Failed to Ensure State Exchanges are Self-Sustaining

Under federal law, Obamacare state exchanges were required to be self-sustaining after December 2014. The $4.5 billion in federal taxpayer dollars could only be used for “establishment” expenses, not operational costs (maintenance, rent, personnel costs etc.). Section 1311 of Obamacare is clear in this regard:

“In establishing an Exchange under this section, the State shall ensure that such Exchange is self-sustaining beginning on January 1, 2015, including allowing the Exchange to charge assessments or user fees to participating health insurance issuers, or to otherwise generate funding, to support its operations.”

In violation of this law, every state exchange is still using federal funds 20 months later. As the report notes:

“As of September 2016, every SBE still relies upon federal establishment grant funds—20 months after SBEs were to be self-sustaining by law.”

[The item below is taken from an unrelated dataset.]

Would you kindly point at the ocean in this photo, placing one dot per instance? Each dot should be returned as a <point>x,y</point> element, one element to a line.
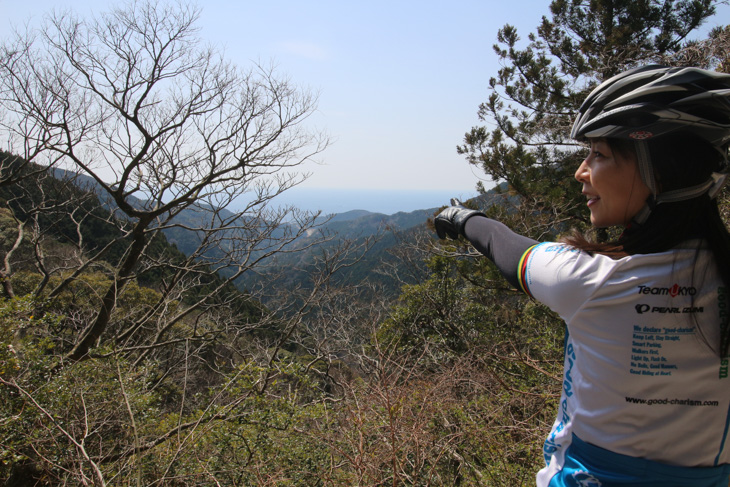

Allowing Failed Exchanges to Keep User Fees

States utilizing the federally run Healthcare.gov for their Obamacare exchanges are typically levied a 3.5 percent fee for operational costs. Instead of charging failed state exchanges this same fee to use the federal system CMS has allowed the four failed state exchanges – Oregon, Hawaii, New Mexico & Nevada – to use Healthcare.gov for free and keep user fees they have collected. In 2015, Oregon collected $10.5 million in fees, which the state is free to keep. 

Failed to Prevent Cover Oregon Debacle

As noted in a recent report released by House Oversight Committee Chairman Jason Chaffetz (R-Utah), the federal government failed to conduct any oversight over the failed $305 million taxpayer funded Cover Oregon Obamacare exchange. This absence of federal oversight occurred even as the state’s independent quality assurance manager, Maximus, flagged the state exchange as “high risk.”

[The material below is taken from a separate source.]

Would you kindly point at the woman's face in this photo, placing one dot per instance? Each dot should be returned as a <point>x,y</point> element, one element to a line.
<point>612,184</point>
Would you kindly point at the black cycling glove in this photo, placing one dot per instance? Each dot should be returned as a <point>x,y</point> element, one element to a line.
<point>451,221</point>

In the months and years ahead of the October 1, 2013 launch date, CMS officials were glowing in their praise of Cover Oregon, even awarding the state additional funds. Concurrently, Maximus was raising red flags about the progress of the project. 

In hindsight, Maximus was right — the Cover Oregon exchange was in poor health as was proven when it failed to work by its scheduled launch date – or for months after this deadline.

At the time, Oregon officials believed they were close to a working product by April 2014 after months of hard work. However, political advisors for then-Governor John Kitzhaber wanted the problem to go away ahead of his November reelection. As that report found, these advisors quietly manipulated the project so it would fail, and the state would be forced to join the federal Obamacare system.

Misled Congressional Investigators on Recovery of Wasted Taxpayer Dollars

Earlier this year, congressional investigators released a report debunking Slavitt’s claim that his agency had recovered $200 million in wasted Obamacare state exchange funds. Slavitt made this claim while under oath during a December 8, 2015 hearing.

Congressional investigators could not verify this figure, and over a ten-week period, CMS staff were contacted seven times with requests for information verifying Slavitt’s $200 million claim. Many of these inquiries were ignored, and when documentation was finally received CMS could only account for the return of $21.5 million in “de-obligated” funds, money that was leftover from expired grants.

Contrary to Slavitt’s assurances, it appears that federal efforts to recover funds has been non-existent.